Nuvens negras de poeira, que resultam de novas detonações de explosivos continuam a cobrir os céus de oito bairros de Moatize, na província moçambicana de Tete, cuja população deu há duas semanas um ultimato de 30 dias a empresa mineira Vulcan para resolver o problema de poluição.
Autoridades dizem estar a investigar, enquanto a empresa refuta algumas acusações e promete procurar soluções.
Em carta datada de 13 de Agosto, dirigida a Vulcan, os moradores de Moatize, revelam existir uma poluição a larga escala, decorrente das atividades de extração de carvão mineral, na mina a céu aberto, onde são retirados 11 milhões de toneladas por ano.

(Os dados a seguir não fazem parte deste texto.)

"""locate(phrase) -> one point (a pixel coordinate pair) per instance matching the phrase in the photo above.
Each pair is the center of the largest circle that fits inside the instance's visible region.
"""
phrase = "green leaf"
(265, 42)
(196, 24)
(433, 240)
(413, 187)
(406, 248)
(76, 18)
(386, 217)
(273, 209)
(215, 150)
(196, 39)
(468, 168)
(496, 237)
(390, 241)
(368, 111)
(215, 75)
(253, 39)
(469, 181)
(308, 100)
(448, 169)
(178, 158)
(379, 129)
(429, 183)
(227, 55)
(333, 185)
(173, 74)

Os autores da carta, que dizem viver “uma tensa e amarga frustração de expetativas” com a exploração de carvão, anotam que se agravou a ameaça ambiental e de qualidade de vida desde 2021, quando a mineradora brasileira Vale, que operou a mina por 15 anos, vendeu suas ações à indiana Vulcan.
Eles denunciaram ainda que a coabitação com a exploração tem se configurado “um crime contra a humanidade”, devido os graves problemas de saúde causados pela poluição e exigem que a empresa “tome todas as providencias urgentes e necessárias para mitigar o impacto negativo e nefasto”.

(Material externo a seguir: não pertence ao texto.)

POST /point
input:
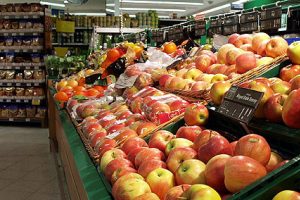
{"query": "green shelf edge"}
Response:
(93, 184)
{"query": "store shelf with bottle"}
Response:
(22, 68)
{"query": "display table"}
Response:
(81, 175)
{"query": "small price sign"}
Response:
(240, 104)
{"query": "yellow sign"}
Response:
(65, 26)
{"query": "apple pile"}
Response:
(113, 126)
(280, 102)
(195, 163)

“Se a presente reclamação não merecer a vossa devida e integral atenção, num prazo razoável de 30 dias, contados da data de submissão da presente reclamação, nos reservamos (o direito) de tomar todas as medidas legais de protesto e de tutela efetiva dos nossos direitos individuais e coletivos, sem olvidar das competentes indemnizações caso haja lugar para o efeito”, conclui a carta de reclamação.
Problemas sem fim à vista
Duas semanas depois, os problemas continuam sem um fim à vista, realça a moradora Rita Jacinto, destacando que continuam a “comer poeira todos os dias” e a enfrentar um grave problema de acesso a água potável.
“Estamos a viver feito animais”, precisa Rita Jacinto.
Outra residente, Florinda Marcos, diz estar a enfrentar problemas respiratórios graves devido à fumaça que cobre quase todos os dias o seu bairro.
“Com a poeira de carvão que chega nas nossas casas não consigo respirar bem, além de que temos que ir ao bairro 5 para conseguir estender a farinha de milho”, a base de alimentação da população moçambicana, refere Florinda Marcos.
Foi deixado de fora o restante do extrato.